654 – Ils s’accordent unanimement que la règle relative à l’homicide involontaire est déterminée par le verset coranique traitant de ce sujet.
655 – Ils s’accordent unanimement que quiconque frappe un homme avec une épée, un couteau ou la pointe d’une lance encourt la loi du talion (qiṣâṣ).
656 – Ils s’accordent unanimement qu’il y a homicide involontaire lorsqu’une personne vise un objet mais atteint par erreur quelqu’un d’autre.
657 – Ils s’accordent unanimement que, dans le cas d’un meurtre commis par un esclave, celui-ci doit être livré aux ayants droit ; seul Mâlik s’y est opposé.

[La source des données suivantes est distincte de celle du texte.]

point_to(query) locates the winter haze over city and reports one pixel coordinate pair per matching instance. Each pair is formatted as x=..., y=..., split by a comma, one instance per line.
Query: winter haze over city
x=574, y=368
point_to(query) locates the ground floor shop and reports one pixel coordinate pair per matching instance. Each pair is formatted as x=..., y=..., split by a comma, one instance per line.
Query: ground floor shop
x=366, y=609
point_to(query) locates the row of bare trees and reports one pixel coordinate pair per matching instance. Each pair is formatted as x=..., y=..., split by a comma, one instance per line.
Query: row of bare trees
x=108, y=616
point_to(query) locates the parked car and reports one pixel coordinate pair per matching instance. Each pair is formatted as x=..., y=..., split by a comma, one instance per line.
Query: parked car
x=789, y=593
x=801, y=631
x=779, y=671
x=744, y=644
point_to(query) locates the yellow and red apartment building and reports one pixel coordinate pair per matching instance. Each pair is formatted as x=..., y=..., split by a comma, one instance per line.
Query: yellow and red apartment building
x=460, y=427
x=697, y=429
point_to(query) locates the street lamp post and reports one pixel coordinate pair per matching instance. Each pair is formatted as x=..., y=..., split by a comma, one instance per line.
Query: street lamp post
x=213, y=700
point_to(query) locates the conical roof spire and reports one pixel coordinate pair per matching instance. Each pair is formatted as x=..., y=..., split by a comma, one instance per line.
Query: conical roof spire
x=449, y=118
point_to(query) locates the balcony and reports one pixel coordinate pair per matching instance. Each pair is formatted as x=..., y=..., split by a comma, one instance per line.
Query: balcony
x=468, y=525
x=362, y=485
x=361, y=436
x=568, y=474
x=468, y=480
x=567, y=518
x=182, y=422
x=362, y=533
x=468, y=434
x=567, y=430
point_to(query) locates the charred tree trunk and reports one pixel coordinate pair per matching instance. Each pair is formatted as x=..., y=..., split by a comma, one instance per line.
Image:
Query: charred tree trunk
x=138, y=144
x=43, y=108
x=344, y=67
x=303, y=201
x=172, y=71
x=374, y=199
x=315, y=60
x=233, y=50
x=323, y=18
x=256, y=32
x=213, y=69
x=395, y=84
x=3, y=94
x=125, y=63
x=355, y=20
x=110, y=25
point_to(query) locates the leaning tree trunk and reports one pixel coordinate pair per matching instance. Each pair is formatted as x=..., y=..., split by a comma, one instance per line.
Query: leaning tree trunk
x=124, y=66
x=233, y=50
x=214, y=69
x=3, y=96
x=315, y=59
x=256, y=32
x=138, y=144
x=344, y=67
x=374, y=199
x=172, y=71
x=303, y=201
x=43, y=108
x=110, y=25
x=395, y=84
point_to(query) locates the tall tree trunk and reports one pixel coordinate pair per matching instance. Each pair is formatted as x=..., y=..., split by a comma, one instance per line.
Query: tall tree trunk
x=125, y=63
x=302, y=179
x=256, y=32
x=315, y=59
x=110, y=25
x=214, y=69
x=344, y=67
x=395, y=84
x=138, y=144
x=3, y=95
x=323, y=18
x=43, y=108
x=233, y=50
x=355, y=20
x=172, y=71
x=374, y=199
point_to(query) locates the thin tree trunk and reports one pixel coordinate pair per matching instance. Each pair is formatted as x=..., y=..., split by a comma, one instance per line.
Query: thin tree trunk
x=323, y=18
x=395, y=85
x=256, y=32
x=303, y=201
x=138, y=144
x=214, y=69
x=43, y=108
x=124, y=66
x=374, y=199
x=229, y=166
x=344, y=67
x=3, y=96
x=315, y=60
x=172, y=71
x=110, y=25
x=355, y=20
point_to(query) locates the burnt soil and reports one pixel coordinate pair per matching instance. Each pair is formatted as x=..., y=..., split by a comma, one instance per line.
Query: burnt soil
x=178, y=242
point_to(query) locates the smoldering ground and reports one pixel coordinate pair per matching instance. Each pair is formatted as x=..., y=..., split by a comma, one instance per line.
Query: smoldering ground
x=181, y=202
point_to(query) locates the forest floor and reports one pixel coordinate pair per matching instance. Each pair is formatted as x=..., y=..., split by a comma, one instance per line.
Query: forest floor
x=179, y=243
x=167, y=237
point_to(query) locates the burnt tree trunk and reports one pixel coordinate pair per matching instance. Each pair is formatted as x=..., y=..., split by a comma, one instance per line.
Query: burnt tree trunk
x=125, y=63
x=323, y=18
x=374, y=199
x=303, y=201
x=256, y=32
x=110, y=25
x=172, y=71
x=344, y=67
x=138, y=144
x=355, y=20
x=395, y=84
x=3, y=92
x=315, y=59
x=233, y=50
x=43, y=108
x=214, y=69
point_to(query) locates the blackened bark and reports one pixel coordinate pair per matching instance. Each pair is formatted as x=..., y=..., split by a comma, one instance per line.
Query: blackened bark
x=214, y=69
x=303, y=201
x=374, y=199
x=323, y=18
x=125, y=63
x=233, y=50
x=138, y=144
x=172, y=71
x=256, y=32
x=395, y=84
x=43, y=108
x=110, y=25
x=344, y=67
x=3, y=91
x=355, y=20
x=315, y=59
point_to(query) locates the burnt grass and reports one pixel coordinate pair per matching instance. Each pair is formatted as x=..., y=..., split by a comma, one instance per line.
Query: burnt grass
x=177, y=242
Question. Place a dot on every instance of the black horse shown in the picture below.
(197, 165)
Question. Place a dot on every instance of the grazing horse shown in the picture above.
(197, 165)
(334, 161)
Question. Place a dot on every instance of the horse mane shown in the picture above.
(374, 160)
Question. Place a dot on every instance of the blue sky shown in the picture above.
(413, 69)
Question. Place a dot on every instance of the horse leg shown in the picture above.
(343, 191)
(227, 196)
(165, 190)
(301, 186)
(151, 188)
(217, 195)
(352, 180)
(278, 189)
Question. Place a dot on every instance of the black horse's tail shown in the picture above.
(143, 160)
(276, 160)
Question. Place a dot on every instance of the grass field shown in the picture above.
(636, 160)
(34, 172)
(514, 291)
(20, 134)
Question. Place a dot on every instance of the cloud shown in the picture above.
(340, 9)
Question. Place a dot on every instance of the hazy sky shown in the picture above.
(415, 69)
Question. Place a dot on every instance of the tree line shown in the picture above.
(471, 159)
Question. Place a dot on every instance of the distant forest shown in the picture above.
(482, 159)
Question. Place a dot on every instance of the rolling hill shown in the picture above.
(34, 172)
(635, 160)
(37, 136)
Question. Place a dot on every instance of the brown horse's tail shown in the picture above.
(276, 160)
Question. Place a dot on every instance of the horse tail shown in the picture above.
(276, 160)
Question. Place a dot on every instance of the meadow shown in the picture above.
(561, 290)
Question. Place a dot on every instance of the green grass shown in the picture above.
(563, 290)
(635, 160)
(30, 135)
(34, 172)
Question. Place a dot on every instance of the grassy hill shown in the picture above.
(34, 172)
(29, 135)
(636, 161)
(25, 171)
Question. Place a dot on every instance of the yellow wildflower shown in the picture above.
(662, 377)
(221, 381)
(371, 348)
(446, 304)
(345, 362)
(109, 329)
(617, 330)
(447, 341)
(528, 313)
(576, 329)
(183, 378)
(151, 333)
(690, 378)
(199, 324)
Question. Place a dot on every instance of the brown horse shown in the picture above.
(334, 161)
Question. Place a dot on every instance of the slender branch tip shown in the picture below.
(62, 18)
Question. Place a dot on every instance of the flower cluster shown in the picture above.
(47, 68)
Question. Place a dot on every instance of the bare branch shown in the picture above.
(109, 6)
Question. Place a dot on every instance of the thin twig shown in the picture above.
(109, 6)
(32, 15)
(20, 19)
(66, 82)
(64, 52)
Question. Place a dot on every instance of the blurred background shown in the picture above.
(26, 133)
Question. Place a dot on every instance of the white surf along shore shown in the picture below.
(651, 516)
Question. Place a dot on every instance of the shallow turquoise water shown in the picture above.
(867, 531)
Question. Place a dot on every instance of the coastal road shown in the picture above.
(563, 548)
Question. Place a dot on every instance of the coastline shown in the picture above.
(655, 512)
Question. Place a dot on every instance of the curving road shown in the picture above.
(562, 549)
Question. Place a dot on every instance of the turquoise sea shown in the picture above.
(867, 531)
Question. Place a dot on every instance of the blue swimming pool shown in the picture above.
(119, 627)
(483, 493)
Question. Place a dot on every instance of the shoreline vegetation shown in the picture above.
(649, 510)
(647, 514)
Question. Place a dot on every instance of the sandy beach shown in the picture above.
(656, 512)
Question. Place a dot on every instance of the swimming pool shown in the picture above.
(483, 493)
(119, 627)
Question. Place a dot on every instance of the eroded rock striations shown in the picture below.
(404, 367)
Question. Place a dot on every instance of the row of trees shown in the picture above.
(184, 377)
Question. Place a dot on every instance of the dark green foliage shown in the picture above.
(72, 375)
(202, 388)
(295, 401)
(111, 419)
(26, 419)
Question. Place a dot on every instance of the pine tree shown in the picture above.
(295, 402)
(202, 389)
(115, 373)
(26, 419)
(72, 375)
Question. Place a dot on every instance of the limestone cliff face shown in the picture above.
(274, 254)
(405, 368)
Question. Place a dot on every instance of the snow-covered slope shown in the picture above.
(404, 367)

658 – Ils s’accordent unanimement que ʿUmar ibn al-Khaṭṭâb — qu’Allah l’agrée — n’appliquait le ḥadd qu’à l’égard de celui dont la culpabilité lui était établie avec certitude.
659 – Ils s’accordent unanimement que l’imâm a le pouvoir d’infliger une peine de taʿzîr dans certaines affaires.
660 – Ils s’accordent unanimement que le bannissement du célibataire fornicateur est obligatoire ; seuls an-Nuʿmân et Ibn al-Ḥasan ont divergé sur ce point.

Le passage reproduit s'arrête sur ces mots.